Doing Business As Name:University of Arkansas
  • Susanne Striegler
  • (479) 575-5079
Award Date:09/05/2019
Estimated Total Award Amount: $ 50,000
Funds Obligated to Date: $ 50,000
  • FY 2019=$50,000
Start Date:09/15/2019
End Date:08/31/2020
Transaction Type:Grant
Awarding Agency Code:4900
Funding Agency Code:4900
CFDA Number:47.041
Primary Program Source:040100 NSF RESEARCH & RELATED ACTIVIT
Award Title or Description:I-Corps: Antimicrobial Microgels for Air Purification
Federal Award ID Number:1946566
DUNS ID:191429745
Parent DUNS ID:055600001
Program Officer:
  • Ruth Shuman
  • (703) 292-2160

Awardee Location

Street:1125 W. Maple Street
Awardee Cong. District:03

Primary Place of Performance

Organization Name:University of Arkansas, Fayetteville, AR, USA
Street:345 N Campus Drive
Cong. District:03

Abstract at Time of Award

The broader impact/commercial potential of this I-Corps project is to provide new cost-effective and efficient polymers for air and water purification to minimize the risk of infections caused by bacteria and other pathogens. The technology has the potential to improve or replace traditional methods for air purification in established heating, ventilation, and air conditioning systems without modifications of existing equipment. While hospitals heavily rely on high-efficiency particulate air filters to fulfill their need for bacteria-free air, the required air handlers consume a significant energy, are expensive, and often cost-prohibitive for some facilities. The platform technology developed here potentially addresses these drawbacks and also accommodates a wide range of other potential applications, such as manufacturing of protective fabrics, and paints, as part of cosmetics and bandages, or as coatings of medical devices and implants without the need for specialized equipment for the end-user. The platform facilitates the integration into existing manufacturing processes and gives access to various market segments at minimal upfront investment. This I-Corps project further develops a platform for antimicrobial microgels with initial applications centering on air purification.

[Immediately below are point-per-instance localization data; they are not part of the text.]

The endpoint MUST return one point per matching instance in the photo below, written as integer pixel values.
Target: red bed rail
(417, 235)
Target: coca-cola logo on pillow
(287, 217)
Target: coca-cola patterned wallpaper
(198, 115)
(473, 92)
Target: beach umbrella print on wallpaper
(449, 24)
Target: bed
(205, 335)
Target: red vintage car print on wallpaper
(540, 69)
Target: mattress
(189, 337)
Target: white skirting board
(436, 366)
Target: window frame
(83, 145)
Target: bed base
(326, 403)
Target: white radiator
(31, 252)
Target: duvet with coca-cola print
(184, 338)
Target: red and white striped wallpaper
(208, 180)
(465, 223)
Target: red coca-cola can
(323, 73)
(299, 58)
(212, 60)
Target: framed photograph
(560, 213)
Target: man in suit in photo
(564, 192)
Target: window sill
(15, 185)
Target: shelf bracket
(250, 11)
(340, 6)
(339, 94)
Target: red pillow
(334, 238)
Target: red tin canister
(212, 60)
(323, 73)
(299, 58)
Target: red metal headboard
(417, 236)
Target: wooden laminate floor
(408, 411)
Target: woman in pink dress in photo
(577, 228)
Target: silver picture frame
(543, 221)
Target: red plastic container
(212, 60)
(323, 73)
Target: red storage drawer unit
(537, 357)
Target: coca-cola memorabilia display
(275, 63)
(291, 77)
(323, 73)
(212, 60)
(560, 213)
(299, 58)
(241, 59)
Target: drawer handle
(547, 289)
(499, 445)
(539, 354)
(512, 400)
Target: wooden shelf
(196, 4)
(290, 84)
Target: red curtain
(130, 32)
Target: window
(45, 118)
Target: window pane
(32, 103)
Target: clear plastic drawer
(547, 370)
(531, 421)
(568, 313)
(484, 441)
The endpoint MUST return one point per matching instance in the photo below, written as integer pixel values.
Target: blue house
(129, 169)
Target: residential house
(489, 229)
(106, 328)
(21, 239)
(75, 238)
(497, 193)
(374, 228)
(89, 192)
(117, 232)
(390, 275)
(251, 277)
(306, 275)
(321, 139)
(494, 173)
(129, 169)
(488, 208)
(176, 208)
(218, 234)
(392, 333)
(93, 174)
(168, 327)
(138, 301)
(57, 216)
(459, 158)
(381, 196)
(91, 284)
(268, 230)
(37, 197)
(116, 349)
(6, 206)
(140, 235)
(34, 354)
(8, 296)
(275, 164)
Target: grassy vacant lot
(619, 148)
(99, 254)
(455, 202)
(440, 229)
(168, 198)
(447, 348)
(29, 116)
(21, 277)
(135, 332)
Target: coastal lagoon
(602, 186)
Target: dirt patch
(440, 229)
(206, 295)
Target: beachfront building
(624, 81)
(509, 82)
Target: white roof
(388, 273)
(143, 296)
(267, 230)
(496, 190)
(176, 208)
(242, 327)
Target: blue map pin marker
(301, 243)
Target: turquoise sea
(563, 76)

The cross-linked polyacrylates contain immobilized transition metal complexes. The material is synthesized using UV-light initiated radical polymerization of miniemulsions at ambient temperature or below. The miniemulsions are obtained by ultra-sheering of monomer mixtures in aqueous solutions in presence of appropriate hydrophobes and ionic surfactants. The resulting suspensions show high antimicrobial activity towards Gram-positive and -negative bacteria that result from a synergy of material properties. Extended shelf-life stability and activity of the material have been demonstrated, the activity of the polymer suspensions in Petri-dish assays have been documented, and proof-of-concept data for material activity when mounted on paper have been obtained. This award reflects NSF's statutory mission and has been deemed worthy of support through evaluation using the Foundation's intellectual merit and broader impacts review criteria.